Nice hardware, but no channel 13

Last week I got myself a TP-Link TL-WR1043ND and pressed it into service as a smart 5-port gigabit switch (with VLAN capabilities) and wireless-N bridge. It is a fine piece of hardware and unbelievably cheap. Best of all, you can install the OpenWRT linux distribution on it. OpenWRT doesn’t target the inexperienced, but it is very customizable, offers a fair amount of documentation, and the build system seems very worthy of giving it a spin.

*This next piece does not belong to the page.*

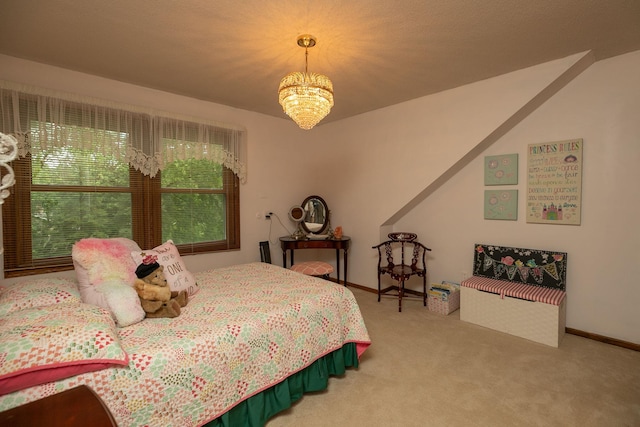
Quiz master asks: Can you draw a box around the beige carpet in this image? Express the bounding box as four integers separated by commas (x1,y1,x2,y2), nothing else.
267,288,640,427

However. I noticed I couldn’t select a wireless channel >11. That’s odd, because over here in Europe we’re allowed to use the frequencies of channel 12 and 13, too.

Here’s what dmesg told me:

cfg80211: Calling CRDA to update world regulatory domain
cfg80211: World regulatory domain updated:
    (start_freq - end_freq @ bandwidth), (max_antenna_gain, max_eirp)
    (2402000 KHz - 2472000 KHz @ 40000 KHz), (300 mBi, 2000 mBm)
    (2457000 KHz - 2482000 KHz @ 20000 KHz), (300 mBi, 2000 mBm)
    (2474000 KHz - 2494000 KHz @ 20000 KHz), (300 mBi, 2000 mBm)
    (5170000 KHz - 5250000 KHz @ 40000 KHz), (300 mBi, 2000 mBm)
    (5735000 KHz - 5835000 KHz @ 40000 KHz), (300 mBi, 2000 mBm)
ath: EEPROM regdomain: 0x0
ath: EEPROM indicates default country code should be used
ath: doing EEPROM country->regdmn map search
ath: country maps to regdmn code: 0x3a
ath: Country alpha2 being used: US
ath: Regpair used: 0x3a
phy0: Selected rate control algorithm 'ath9k_rate_control'
phy0: Atheros AR9100 MAC/BB Rev:0 AR2133 RF Rev:a2 mem=0xb80c0000, irq=2
cfg80211: Calling CRDA for country: US
cfg80211: Regulatory domain changed to country: US
    (start_freq - end_freq @ bandwidth), (max_antenna_gain, max_eirp)
    (2402000 KHz - 2472000 KHz @ 40000 KHz), (300 mBi, 2700 mBm)
    (5170000 KHz - 5250000 KHz @ 40000 KHz), (300 mBi, 1700 mBm)
    (5250000 KHz - 5330000 KHz @ 40000 KHz), (300 mBi, 2000 mBm)
    (5490000 KHz - 5600000 KHz @ 40000 KHz), (300 mBi, 2000 mBm)
    (5650000 KHz - 5710000 KHz @ 40000 KHz), (300 mBi, 2000 mBm)
    (5735000 KHz - 5835000 KHz @ 40000 KHz), (300 mBi, 3000 mBm)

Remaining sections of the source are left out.